Changement notable : nous allons déménager pour nous installer à la campagne. Dès la fin de l'hiver nous allons régulièrement voir le chantier de notre future maison. J'aime l'odeur du ciment frais, j'aime voir "avancer" les travaux, se dessiner les pièces au sol, puis les murs se poser. C'est une maison préfabriquée, l'innovation de l'époque. Notre maison en pièces détachées sera entreposée quelques jours chez un voisin.

Durant l'été nous emménageons. Le premier soir ma petite soeur, qui n'a que trois ans, se met à pleurer. Elle veut qu'on rentre "à la maison". Ça nous fait rire, nous, les grands, excités par ce changement.

En septembre c'est la rentrée. Avec mon frère nous faisons partie des quelques citadins nouveaux dans cette petite école rurale. La directrice propose une ronde afin d'accueillir tout le monde. Ici les garçons et les filles sont mélangés, mais les âges aussi. De la maternelle à la fin du primaire, il n'y a que deux classes. J'entre au CE2 et nous sommes... quatre, à égalité fille-garçons. Mon frère est au CE1, c'est à dire dans la rangée voisine de pupitres. Plus loin sont les CP. La mixité est un vrai plaisir et j'apprécie beaucoup la compagnie des filles. Très vite je suis attiré par l'une des deux de ma classe. Quand elle se fait opérer de l'appendicite, son absence de quelques semaines fait détourner mon regard vers l'autre fille, dont je resterai amoureux des années durant. Je la trouve jolie. Elle est gentille et timide, avec son doux sourire. Je me souviens d'avoir fait exprès de faire tomber ma gomme sous son bureau pour, la ramassant, voir sa culotte... Je devais avoir une fascination pour les culottes blanches Petit Bateau, parce qu'au même âge je révais de voir celle de ma cousine, de trois ans mon aînée. J'étais aussi un peu amoureux d'elle.

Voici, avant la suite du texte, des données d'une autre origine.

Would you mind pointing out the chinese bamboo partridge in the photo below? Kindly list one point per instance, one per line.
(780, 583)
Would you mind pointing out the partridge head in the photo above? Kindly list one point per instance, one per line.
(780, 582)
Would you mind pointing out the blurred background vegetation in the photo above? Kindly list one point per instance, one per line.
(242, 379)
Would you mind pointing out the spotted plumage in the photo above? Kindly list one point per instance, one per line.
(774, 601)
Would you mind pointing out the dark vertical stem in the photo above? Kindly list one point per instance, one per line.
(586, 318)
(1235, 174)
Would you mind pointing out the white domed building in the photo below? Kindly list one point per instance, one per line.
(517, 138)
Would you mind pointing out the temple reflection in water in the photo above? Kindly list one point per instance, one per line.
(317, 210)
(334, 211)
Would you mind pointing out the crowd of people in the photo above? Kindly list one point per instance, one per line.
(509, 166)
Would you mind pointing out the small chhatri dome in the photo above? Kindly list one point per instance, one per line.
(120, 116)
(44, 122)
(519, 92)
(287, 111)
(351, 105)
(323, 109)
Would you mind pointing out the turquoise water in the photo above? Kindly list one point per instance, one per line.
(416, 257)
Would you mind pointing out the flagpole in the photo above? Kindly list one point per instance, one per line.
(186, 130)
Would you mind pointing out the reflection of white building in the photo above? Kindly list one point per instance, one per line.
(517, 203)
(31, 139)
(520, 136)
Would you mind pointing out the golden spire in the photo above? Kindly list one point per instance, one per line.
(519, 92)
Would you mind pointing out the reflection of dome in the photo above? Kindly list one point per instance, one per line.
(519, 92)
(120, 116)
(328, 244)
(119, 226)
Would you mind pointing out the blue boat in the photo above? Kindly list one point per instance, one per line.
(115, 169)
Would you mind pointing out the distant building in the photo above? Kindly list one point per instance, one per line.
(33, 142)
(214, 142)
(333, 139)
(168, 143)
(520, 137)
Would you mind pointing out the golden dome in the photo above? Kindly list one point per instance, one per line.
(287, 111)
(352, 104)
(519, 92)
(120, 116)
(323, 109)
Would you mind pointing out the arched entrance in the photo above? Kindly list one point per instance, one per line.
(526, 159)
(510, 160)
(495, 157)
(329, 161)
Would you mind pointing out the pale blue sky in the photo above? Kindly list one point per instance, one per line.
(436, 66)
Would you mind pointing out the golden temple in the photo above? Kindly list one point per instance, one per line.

Le mercredi, après les cours, la plupart des enfants vont au catéchisme. Là le truculent curé nous raconte la vie de Jésus avec force détails. Il nous captive en mimant les scènes et en "mettant le ton" dans un récit théatralisé, seul attrait de toutes les gnagnasseries qu'il nous fait apprendre. En juin je fais ma communion, avec mes copains d'école. En procession derrière le curé et les enfants de coeur, cela tenait, à l'aube des années 70, de l'anachronisme. Sans lien de cause à effet, mon père m'autorise à boire un peu de vin le dimanche. Je n'aime pas vraiment mais pour le plaisir de ce privilège je me fais servir mon fond de verre..

La vie à la campagne est une vraie révélation ! Nous allons tous les jours à l'école à pied, en passant à travers les champs. À cette époque aucun parent n'aurait l'idée d'accompagner ses enfants en voiture ! Nous revenons en groupes chahutants qui s'égrennent au fil des maisons. Le week-end mes parents travaillent dans le jardin, plantent des arbres avec fierté, des rosiers dont la couleur est choisie avec soin. Je découvre les végétaux. La Glycine odorante, aux grappes violettes, qui coure contre le mur de l'école. Le magnolia et ses fausses "tulipes" roses. Les vraies tulipes aussi, les jonquilles éclatantes. En automne les vieux poiriers de notre jardin se délestent de kilos de fruits. J'ignore encore que naîtra de tout cela un goût prononcé pour la nature.